Typically, mid-March is when FEMA and NOAA partner to raise flood awareness. This is a time for individuals, families, businesses and communities to understand their risk for flooding and take precautions to protect their families and homes in the event of flooding.
Floods can happen at any time, anywhere across the United States, which means we all need to be ready to take action. As NEMA and NOAA point out, there are simple steps everyone can take to prepare for flooding, such as developing a family emergency plan, having an emergency supply kit and protecting your home or business from flooding by obtaining a flood insurance policy.
Floods are one of the most common hazards in the United States, but floods are certainly not all alike. Floods typically occur when too much rain falls or snow melts too quickly. While some floods develop slowly, flash floods develop suddenly. Hurricanes can bring flooding to areas far inland from where they first hit the coast, as we witnessed last year from the devastating impacts of Hurricane Irene and Tropical Storm Lee. And chunks of ice from a thawing river can block its normal flow and force water out of its banks.
Yet there are simple steps citizens can take today to reduce their risk to floods. Flood Safety Awareness Week is an excellent time for individuals and communities to understand their flood risk and implement precautions to mitigate the threat to life and property.
Flooding is the leading cause of severe weather-related deaths in the U.S., and this is especially tragic since many are preventable.

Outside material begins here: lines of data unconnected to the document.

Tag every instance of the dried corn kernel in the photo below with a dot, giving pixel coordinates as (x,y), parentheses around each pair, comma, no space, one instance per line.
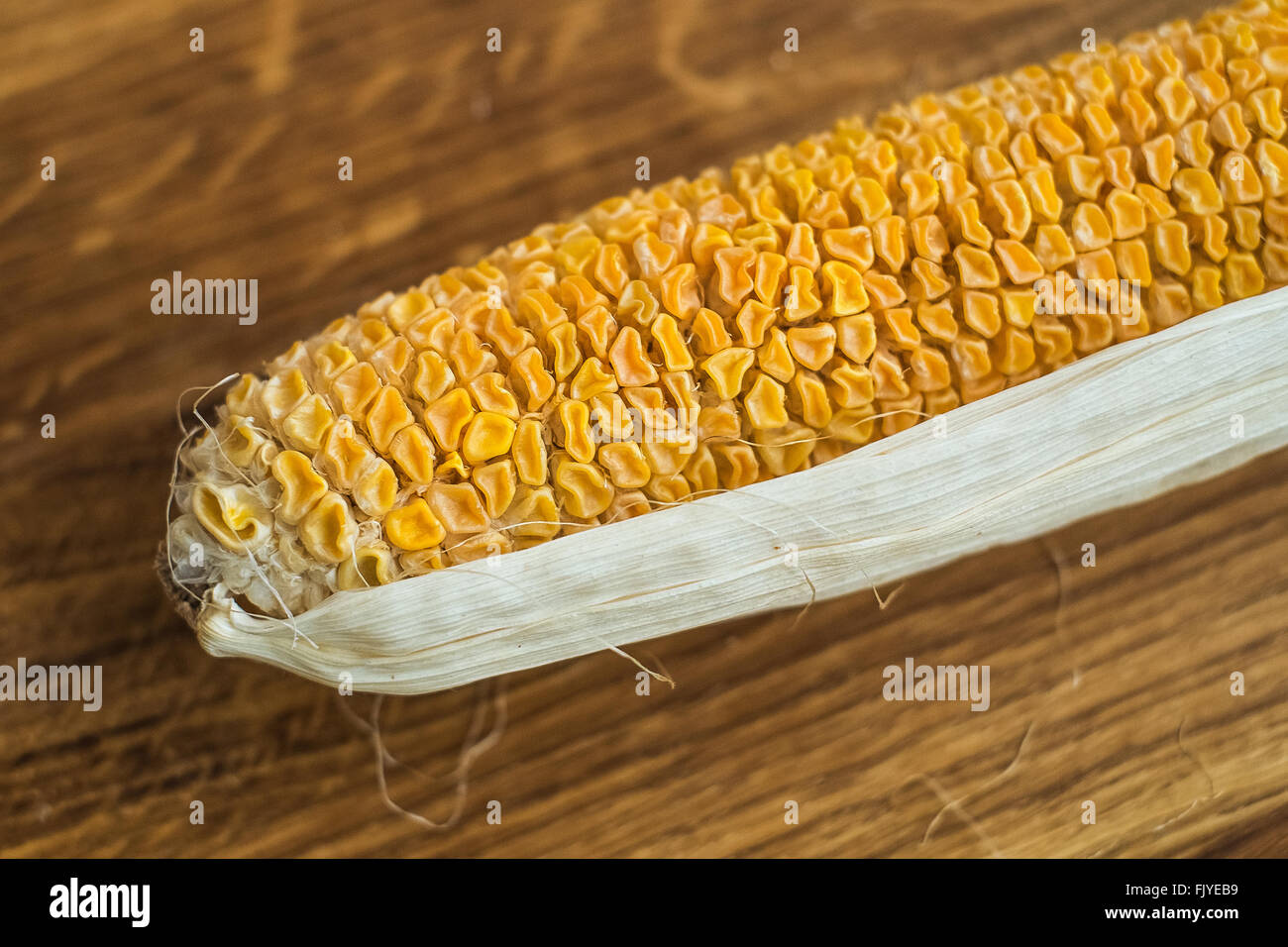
(716,331)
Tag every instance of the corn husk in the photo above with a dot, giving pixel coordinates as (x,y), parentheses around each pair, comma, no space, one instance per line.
(1116,428)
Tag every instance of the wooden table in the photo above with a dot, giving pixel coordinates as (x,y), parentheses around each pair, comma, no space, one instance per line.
(1109,684)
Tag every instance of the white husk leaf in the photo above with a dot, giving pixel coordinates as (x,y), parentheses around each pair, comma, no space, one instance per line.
(1112,429)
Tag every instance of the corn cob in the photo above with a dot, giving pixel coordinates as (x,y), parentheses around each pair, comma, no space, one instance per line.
(707,334)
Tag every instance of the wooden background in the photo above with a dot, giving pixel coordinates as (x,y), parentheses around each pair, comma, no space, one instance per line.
(1108,684)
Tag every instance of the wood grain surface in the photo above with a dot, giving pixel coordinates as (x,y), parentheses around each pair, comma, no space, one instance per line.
(1109,684)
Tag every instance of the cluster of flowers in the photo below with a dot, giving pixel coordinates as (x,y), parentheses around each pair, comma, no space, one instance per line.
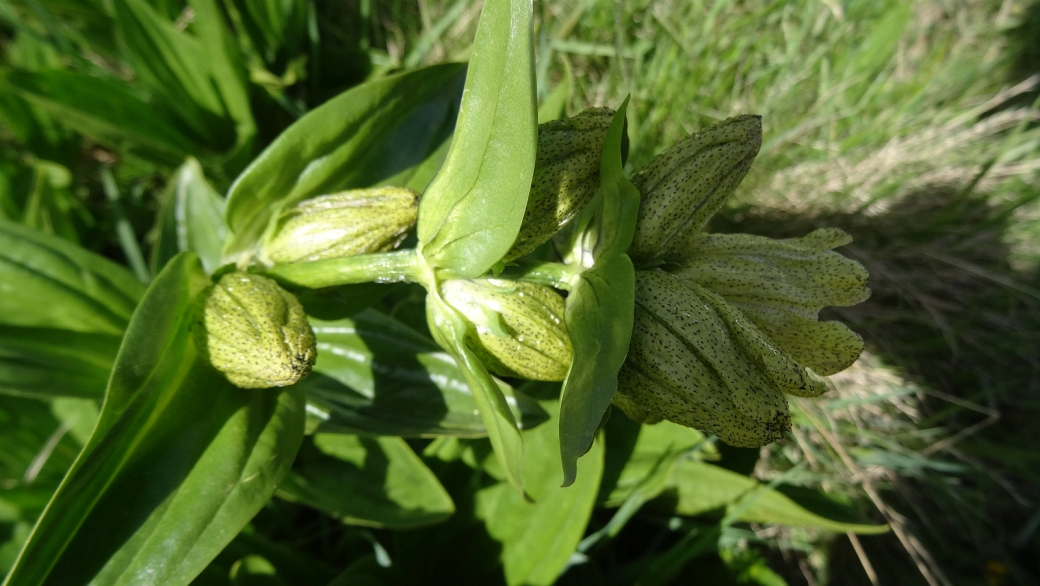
(725,325)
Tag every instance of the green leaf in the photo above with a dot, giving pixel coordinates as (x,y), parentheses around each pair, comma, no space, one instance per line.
(271,25)
(51,205)
(377,376)
(600,306)
(54,362)
(179,462)
(449,327)
(339,146)
(540,535)
(367,481)
(48,282)
(554,106)
(191,219)
(104,108)
(173,64)
(472,211)
(640,458)
(697,487)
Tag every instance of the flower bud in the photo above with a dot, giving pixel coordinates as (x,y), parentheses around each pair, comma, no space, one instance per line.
(686,363)
(256,333)
(682,187)
(343,224)
(781,285)
(515,328)
(566,176)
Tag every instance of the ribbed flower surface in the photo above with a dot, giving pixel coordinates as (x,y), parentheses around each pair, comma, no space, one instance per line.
(256,333)
(516,329)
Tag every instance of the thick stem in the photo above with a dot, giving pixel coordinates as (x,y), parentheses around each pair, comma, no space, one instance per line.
(552,274)
(384,268)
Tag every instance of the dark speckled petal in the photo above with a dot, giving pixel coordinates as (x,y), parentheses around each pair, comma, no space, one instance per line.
(256,333)
(566,176)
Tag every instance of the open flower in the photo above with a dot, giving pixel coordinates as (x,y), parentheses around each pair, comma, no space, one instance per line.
(731,328)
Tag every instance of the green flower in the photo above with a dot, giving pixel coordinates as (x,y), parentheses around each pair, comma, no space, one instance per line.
(720,341)
(343,224)
(515,328)
(566,176)
(781,286)
(255,332)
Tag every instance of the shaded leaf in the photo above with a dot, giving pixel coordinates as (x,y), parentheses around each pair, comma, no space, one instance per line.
(698,487)
(104,108)
(368,481)
(179,462)
(191,219)
(377,376)
(55,362)
(601,303)
(48,282)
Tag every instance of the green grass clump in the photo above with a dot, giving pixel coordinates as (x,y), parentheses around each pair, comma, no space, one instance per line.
(912,126)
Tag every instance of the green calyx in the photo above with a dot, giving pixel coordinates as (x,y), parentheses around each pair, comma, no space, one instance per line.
(682,187)
(344,224)
(516,328)
(255,332)
(566,176)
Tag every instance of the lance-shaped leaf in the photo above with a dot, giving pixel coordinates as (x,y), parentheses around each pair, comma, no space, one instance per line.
(697,487)
(600,304)
(173,64)
(191,219)
(351,141)
(55,362)
(367,481)
(640,458)
(539,535)
(471,213)
(49,282)
(449,329)
(377,376)
(106,109)
(179,462)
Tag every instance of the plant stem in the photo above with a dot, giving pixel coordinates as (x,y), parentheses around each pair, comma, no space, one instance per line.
(385,268)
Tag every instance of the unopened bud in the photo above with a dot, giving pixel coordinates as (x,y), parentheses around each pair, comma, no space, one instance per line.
(256,332)
(685,364)
(343,224)
(781,285)
(566,176)
(515,328)
(682,187)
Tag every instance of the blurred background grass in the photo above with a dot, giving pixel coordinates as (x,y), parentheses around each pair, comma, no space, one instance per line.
(911,125)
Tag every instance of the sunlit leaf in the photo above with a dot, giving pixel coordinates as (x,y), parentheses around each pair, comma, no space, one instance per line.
(179,462)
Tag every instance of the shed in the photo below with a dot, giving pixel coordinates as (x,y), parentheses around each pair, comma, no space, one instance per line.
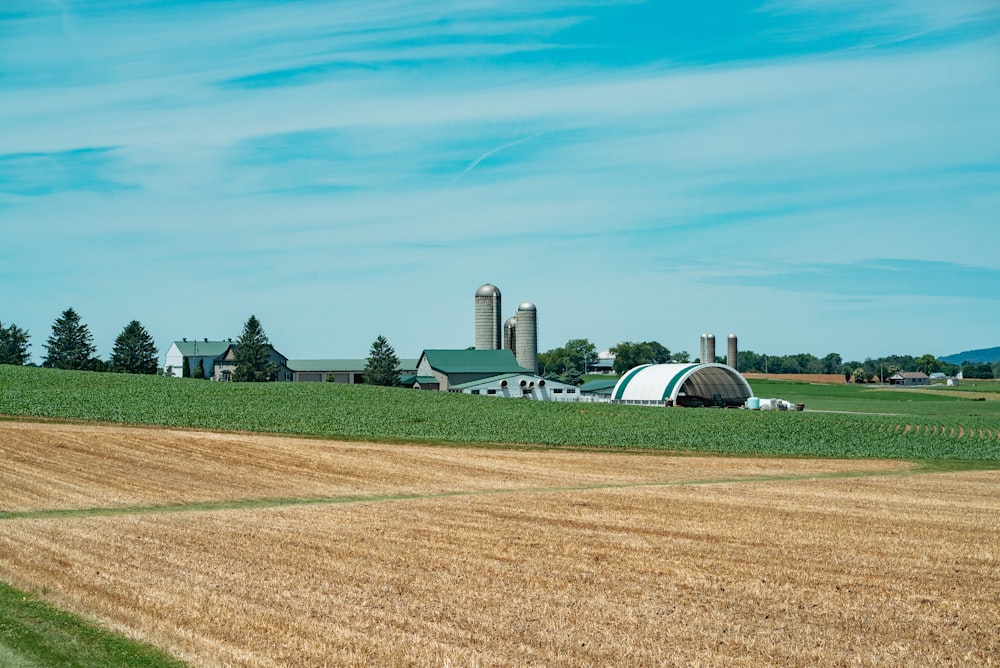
(683,385)
(910,379)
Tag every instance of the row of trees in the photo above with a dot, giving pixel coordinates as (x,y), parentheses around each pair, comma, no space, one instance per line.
(863,371)
(570,362)
(71,346)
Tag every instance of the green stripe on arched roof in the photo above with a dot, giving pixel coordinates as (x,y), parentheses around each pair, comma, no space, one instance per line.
(673,381)
(626,379)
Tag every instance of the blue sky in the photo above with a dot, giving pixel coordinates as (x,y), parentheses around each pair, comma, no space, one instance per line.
(813,175)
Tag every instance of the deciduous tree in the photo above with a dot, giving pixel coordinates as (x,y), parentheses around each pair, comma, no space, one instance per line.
(629,354)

Of the nearly 100 flood-related fatalities each year, most occur as people attempt to drive on flooded roads. In many cases, the water is either too deep or moving too fast for drivers to maintain control of their vehicle, and in extreme cases the roadway may be washed away entirely. That's according to Jack Hayes, director, NOAA's National Weather Service, which produces an array of flood outlooks and forecasts, including watches and life-saving warnings. As NOAA likes to put it, "Remember, if confronted with a water-covered road follow National Weather Service advice: Turn Around, Don't Drown."